Choosing the Right Index

Access Patterns: Your choice between GSI and LSI depends on your specific access patterns and query requirements.
Data Volume and Throughput Needs: Consider the volume of data and the throughput requirements for your application.
Consistency Requirements: Decide whether you need strongly consistent reads (LSI) or if eventual consistency (GSI) is acceptable.

Example Use Case for Local Secondary Index (LSI)

Scenario: A blogging platform where each blog post is identified by a UserID (partition key) and PostID (sort key). You want to be able to query posts by the same UserID but using different attributes like CreationDate or Category.

Table Structure:

Primary Key: UserID (Partition Key), PostID (Sort Key)
Other Attributes: Title, Content, CreationDate, Category

Example Use Case for Global Secondary Index (GSI)

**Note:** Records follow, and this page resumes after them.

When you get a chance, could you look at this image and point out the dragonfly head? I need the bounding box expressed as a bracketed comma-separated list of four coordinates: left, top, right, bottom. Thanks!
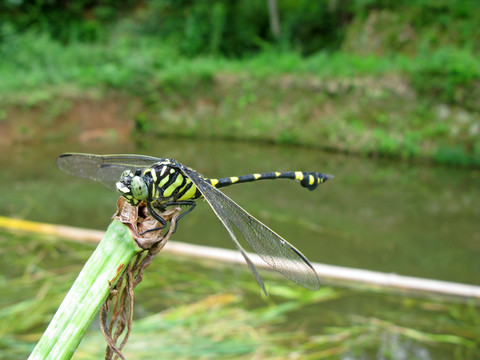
[115, 170, 148, 206]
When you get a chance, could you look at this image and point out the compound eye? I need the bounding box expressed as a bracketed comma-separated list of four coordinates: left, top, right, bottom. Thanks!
[120, 170, 132, 180]
[130, 176, 148, 200]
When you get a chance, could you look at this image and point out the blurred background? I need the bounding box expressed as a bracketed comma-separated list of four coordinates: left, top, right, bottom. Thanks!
[0, 0, 480, 359]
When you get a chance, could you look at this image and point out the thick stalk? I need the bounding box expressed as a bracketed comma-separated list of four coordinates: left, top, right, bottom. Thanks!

Scenario: An e-commerce platform where each order is identified by an OrderID (partition key) and ProductID (sort key). However, you frequently need to query orders based on CustomerID and OrderDate.

Table Structure:

Primary Key: OrderID (Partition Key), ProductID (Sort Key)
Other Attributes: CustomerID, OrderDate, Quantity, Price

GSI Use:

You create a GSI with CustomerID as the partition key and OrderDate as the sort key.
Note here that LSI can only use the partition key as the partition key of the table however GSI can choose any other attribute as partition key and other key as Sort Key.

I hope you you will like this content and make use of this in your design choices. Thanks a lot for reading my content. I am really grateful to all my readers for reading my content and also clapping. Thanks keep reading , keep having fun.